On the Efficiency of Sequentially Aware Recommender Systems: Cotten4Rec

TL;DR

Cotten4Rec introduces a linear-time cosine similarity attention mechanism for sequential recommendation, significantly reducing computational resources while maintaining accuracy, making it suitable for large-scale applications.

Contribution

The paper presents Cotten4Rec, a novel SR model that employs an efficient cosine similarity attention implemented via a single CUDA kernel, reducing resource usage compared to existing transformer-based models.

Findings

Cotten4Rec reduces memory and runtime compared to BERT4Rec.

It maintains comparable recommendation accuracy across benchmark datasets.
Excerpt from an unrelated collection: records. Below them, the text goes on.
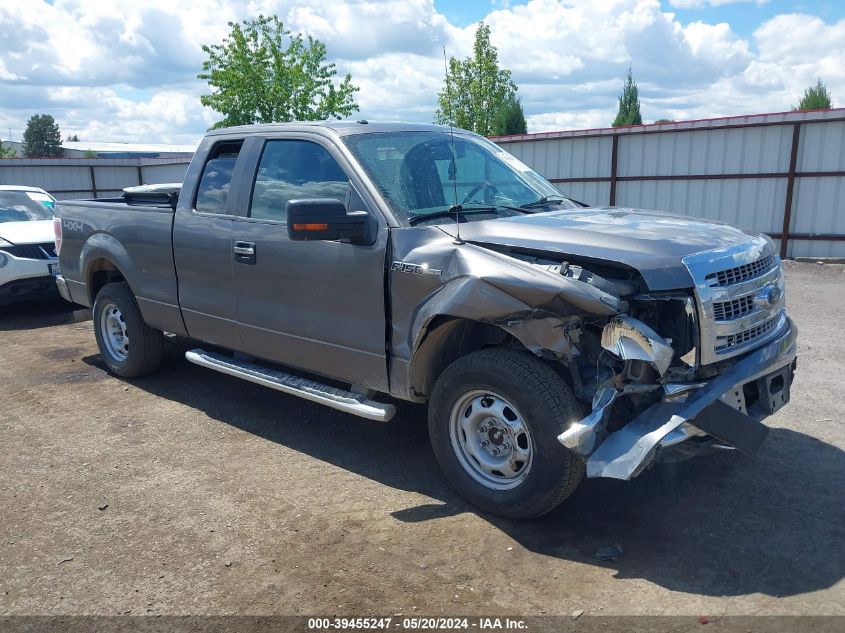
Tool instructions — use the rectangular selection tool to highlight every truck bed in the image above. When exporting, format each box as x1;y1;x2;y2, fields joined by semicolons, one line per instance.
55;198;182;334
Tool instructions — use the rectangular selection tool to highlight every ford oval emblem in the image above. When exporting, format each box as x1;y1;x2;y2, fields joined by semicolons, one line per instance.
755;284;782;309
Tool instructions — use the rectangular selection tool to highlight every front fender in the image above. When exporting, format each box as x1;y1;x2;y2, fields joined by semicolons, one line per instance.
388;228;624;398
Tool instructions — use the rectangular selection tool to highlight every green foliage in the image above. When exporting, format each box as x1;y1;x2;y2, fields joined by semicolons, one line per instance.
198;15;359;129
793;78;833;111
435;22;518;136
83;149;97;158
612;66;642;127
653;118;674;124
23;114;63;157
0;141;15;158
492;95;527;135
66;134;80;142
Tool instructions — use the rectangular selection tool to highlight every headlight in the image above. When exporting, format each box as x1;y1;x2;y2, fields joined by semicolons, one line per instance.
0;252;7;268
761;233;776;255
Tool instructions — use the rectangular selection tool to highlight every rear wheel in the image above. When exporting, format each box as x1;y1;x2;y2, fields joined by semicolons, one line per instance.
93;282;163;378
429;349;585;520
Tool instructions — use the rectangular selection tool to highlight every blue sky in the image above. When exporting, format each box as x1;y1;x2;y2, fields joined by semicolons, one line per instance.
1;0;843;144
434;1;845;36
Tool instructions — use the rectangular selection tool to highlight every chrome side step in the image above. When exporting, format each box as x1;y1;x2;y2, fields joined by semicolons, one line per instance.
185;349;396;422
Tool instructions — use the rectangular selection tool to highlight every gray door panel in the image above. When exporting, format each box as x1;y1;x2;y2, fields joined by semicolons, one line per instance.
231;136;389;391
173;138;242;349
173;212;237;348
232;223;388;389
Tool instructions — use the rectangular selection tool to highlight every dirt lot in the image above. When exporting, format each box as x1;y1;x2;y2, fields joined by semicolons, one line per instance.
0;261;843;618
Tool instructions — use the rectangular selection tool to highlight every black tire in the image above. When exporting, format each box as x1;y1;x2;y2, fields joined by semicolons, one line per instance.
93;281;163;378
428;348;585;520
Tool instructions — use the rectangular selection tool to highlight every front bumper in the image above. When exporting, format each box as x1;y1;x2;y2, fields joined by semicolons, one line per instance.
0;250;59;304
559;317;798;480
0;275;59;305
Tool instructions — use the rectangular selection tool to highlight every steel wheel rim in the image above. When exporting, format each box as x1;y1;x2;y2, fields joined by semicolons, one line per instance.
448;389;533;491
99;302;129;362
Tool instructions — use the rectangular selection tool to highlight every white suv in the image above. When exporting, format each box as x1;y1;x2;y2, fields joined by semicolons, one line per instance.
0;185;60;305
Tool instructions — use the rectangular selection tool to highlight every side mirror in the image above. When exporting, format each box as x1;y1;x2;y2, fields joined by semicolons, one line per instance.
286;198;374;245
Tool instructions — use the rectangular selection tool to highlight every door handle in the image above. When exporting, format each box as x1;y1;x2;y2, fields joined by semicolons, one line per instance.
233;241;255;255
234;241;256;264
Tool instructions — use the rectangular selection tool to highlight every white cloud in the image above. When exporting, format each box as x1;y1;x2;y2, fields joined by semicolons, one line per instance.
0;0;841;144
668;0;767;8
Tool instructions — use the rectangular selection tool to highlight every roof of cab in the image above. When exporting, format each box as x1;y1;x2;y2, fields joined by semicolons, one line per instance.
206;120;470;138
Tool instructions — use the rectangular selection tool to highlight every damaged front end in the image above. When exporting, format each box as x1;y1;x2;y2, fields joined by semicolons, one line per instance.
393;229;796;482
559;312;797;479
555;238;797;480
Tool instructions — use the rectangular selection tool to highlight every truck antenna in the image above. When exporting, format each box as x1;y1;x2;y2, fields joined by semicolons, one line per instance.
443;46;463;245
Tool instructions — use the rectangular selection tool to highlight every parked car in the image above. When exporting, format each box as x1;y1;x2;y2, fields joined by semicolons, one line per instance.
0;185;60;306
53;122;796;519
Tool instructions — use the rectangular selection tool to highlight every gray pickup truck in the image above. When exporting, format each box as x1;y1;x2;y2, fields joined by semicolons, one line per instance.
54;121;796;519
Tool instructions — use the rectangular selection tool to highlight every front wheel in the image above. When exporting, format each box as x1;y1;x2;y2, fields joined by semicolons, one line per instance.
428;349;585;520
93;281;163;378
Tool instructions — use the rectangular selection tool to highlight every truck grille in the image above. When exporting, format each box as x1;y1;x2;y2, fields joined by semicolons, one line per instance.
684;239;786;365
716;314;780;351
713;294;755;321
705;254;774;287
0;242;57;260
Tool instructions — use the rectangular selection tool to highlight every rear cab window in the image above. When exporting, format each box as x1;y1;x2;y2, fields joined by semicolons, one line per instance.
194;140;243;215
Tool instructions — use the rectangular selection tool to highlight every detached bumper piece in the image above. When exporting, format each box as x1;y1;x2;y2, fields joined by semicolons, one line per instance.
559;318;797;480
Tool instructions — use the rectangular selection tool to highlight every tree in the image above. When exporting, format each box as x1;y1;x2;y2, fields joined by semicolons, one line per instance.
198;15;359;129
0;142;15;158
793;78;833;111
653;118;674;124
66;134;80;142
491;95;527;135
22;114;62;157
435;21;518;136
612;66;642;127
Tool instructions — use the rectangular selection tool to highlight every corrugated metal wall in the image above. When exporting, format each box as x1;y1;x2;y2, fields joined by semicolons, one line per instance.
495;109;845;258
0;157;191;200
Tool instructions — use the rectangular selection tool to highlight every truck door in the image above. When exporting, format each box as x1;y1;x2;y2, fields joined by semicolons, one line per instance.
172;137;244;350
230;135;389;392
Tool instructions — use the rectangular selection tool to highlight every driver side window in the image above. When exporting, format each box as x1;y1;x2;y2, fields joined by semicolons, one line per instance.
250;140;349;223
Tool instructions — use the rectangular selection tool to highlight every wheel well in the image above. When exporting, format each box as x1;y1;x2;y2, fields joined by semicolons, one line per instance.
88;259;126;304
410;317;514;399
409;316;582;401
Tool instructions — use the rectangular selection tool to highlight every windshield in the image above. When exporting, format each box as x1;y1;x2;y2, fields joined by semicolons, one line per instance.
343;131;575;226
0;191;55;223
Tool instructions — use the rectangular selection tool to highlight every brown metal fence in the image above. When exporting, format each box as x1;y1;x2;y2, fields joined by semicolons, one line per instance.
494;108;845;259
0;157;191;200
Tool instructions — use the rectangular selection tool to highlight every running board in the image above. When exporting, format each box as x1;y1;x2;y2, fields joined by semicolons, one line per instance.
185;349;396;422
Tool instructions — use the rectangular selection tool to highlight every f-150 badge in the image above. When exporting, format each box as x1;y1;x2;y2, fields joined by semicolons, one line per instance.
391;261;442;276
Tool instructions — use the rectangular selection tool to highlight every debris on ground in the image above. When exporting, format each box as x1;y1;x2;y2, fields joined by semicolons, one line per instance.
57;556;74;564
572;609;584;619
593;544;623;562
98;504;108;511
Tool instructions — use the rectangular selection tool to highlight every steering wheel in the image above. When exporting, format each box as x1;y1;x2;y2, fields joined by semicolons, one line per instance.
461;181;499;204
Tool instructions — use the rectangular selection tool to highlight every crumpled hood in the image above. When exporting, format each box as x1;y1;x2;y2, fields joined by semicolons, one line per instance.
455;207;761;290
0;220;55;245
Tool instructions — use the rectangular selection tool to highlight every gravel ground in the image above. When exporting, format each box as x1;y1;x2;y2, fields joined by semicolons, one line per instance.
0;261;843;617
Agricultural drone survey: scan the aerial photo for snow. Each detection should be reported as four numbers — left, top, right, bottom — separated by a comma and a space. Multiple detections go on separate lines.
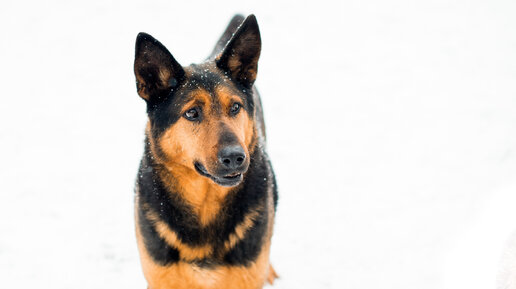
1, 0, 516, 288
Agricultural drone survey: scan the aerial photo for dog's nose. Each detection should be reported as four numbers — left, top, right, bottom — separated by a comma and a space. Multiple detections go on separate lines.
218, 145, 246, 170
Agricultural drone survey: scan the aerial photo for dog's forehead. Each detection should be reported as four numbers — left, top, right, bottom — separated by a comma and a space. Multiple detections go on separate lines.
181, 63, 243, 102
183, 63, 227, 91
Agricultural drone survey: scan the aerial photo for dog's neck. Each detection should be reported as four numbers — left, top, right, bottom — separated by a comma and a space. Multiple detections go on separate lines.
155, 162, 235, 226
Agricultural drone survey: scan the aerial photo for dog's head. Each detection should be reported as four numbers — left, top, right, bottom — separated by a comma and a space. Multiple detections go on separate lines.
134, 15, 261, 187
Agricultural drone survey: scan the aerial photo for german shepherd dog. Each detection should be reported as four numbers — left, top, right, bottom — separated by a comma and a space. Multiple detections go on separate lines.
133, 14, 278, 289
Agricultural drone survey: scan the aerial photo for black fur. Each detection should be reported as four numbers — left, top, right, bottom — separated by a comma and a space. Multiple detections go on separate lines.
134, 14, 277, 269
137, 142, 276, 266
134, 33, 185, 103
146, 63, 254, 141
209, 14, 245, 59
216, 15, 261, 88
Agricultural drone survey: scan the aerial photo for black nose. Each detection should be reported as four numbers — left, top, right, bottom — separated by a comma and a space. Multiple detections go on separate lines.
218, 145, 246, 170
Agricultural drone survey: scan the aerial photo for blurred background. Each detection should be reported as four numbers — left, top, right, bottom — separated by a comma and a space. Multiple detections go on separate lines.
1, 0, 516, 288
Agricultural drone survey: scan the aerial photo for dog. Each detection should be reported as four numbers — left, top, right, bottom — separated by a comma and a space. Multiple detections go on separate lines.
133, 14, 278, 289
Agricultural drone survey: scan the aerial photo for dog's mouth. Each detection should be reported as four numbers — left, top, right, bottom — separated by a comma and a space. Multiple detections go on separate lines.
194, 162, 243, 187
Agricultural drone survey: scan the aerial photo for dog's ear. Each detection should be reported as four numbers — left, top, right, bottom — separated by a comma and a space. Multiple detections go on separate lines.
134, 33, 185, 102
209, 14, 245, 59
216, 15, 261, 88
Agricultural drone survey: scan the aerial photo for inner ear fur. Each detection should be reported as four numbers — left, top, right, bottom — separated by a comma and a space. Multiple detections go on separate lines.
216, 15, 261, 88
134, 32, 185, 102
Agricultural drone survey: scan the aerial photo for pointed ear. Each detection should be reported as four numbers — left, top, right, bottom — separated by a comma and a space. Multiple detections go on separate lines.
134, 33, 185, 102
216, 15, 261, 88
209, 14, 245, 58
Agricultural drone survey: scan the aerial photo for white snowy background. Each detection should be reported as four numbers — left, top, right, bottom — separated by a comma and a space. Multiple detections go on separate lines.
1, 0, 516, 288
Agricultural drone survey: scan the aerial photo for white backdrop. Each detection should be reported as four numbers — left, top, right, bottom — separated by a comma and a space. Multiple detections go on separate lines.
1, 0, 516, 288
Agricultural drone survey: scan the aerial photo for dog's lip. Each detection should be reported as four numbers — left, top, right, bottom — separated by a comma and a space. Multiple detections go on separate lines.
194, 162, 211, 178
224, 172, 242, 178
194, 162, 243, 187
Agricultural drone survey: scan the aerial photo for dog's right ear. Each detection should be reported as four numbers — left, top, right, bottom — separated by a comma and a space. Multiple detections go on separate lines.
209, 14, 245, 59
216, 15, 261, 88
134, 33, 185, 102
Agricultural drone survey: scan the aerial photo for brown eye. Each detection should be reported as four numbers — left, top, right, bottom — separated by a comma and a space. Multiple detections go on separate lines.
184, 107, 201, 121
230, 103, 241, 115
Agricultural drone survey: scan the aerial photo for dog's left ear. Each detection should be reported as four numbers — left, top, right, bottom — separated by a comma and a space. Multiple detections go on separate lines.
216, 15, 261, 88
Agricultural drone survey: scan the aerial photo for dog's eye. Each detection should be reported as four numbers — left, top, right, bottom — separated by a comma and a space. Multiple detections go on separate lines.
184, 108, 201, 121
230, 103, 241, 115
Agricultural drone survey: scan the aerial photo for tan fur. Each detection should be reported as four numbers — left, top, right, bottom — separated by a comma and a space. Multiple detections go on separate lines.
158, 68, 171, 86
227, 58, 242, 76
140, 202, 267, 259
157, 163, 231, 226
214, 85, 255, 149
135, 67, 172, 101
223, 207, 262, 251
137, 76, 275, 289
137, 242, 271, 289
136, 74, 150, 100
136, 198, 274, 289
266, 264, 279, 285
146, 209, 213, 260
153, 86, 255, 225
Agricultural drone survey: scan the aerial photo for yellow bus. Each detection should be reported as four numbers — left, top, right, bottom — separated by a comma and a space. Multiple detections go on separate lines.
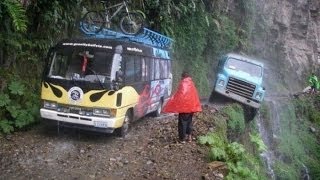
40, 37, 172, 137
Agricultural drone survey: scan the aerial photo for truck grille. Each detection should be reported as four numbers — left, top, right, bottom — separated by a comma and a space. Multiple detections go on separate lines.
226, 77, 255, 99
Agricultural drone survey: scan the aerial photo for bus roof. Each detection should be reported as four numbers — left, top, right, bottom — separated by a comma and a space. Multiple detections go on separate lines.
54, 38, 171, 59
79, 22, 173, 49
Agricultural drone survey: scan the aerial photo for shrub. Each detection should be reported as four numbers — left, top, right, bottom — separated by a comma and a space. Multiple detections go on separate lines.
0, 79, 39, 134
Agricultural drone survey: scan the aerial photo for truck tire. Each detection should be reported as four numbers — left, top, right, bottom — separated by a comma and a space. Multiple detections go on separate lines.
244, 105, 258, 121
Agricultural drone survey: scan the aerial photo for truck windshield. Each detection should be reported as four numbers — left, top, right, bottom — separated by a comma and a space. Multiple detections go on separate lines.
48, 48, 113, 83
226, 58, 262, 77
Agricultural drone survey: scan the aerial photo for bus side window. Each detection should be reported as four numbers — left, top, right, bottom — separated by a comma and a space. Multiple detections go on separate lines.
154, 59, 160, 80
142, 57, 149, 81
124, 55, 135, 83
150, 58, 154, 81
134, 56, 142, 82
160, 60, 168, 79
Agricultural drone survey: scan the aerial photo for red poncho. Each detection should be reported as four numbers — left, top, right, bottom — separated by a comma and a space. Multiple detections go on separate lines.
163, 77, 202, 113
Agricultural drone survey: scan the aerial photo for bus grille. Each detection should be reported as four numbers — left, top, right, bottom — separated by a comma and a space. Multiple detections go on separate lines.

The model is effective for large-scale, resource-constrained environments.

Abstract

Sequential recommendation (SR) models predict a user's next interaction by modeling their historical behaviors. Transformer-based SR methods, notably BERT4Rec, effectively capture these patterns but incur significant computational overhead due to extensive intermediate computations associated with Softmax-based attention. We propose Cotten4Rec, a novel SR model utilizing linear-time cosine similarity attention, implemented through a single optimized compute unified device architecture (CUDA) kernel. By minimizing intermediate buffers and kernel-launch overhead, Cotten4Rec substantially reduces resource usage compared to BERT4Rec and the linear-attention baseline, LinRec, especially for datasets with moderate sequence lengths and vocabulary sizes. Evaluations across three benchmark datasets confirm that Cotten4Rec achieves considerable reductions in memory and runtime with minimal compromise in recommendation accuracy, demonstrating Cotten4Rec's viability as an efficient alternative for practical, large-scale sequential recommendation scenarios where computational resources are critical.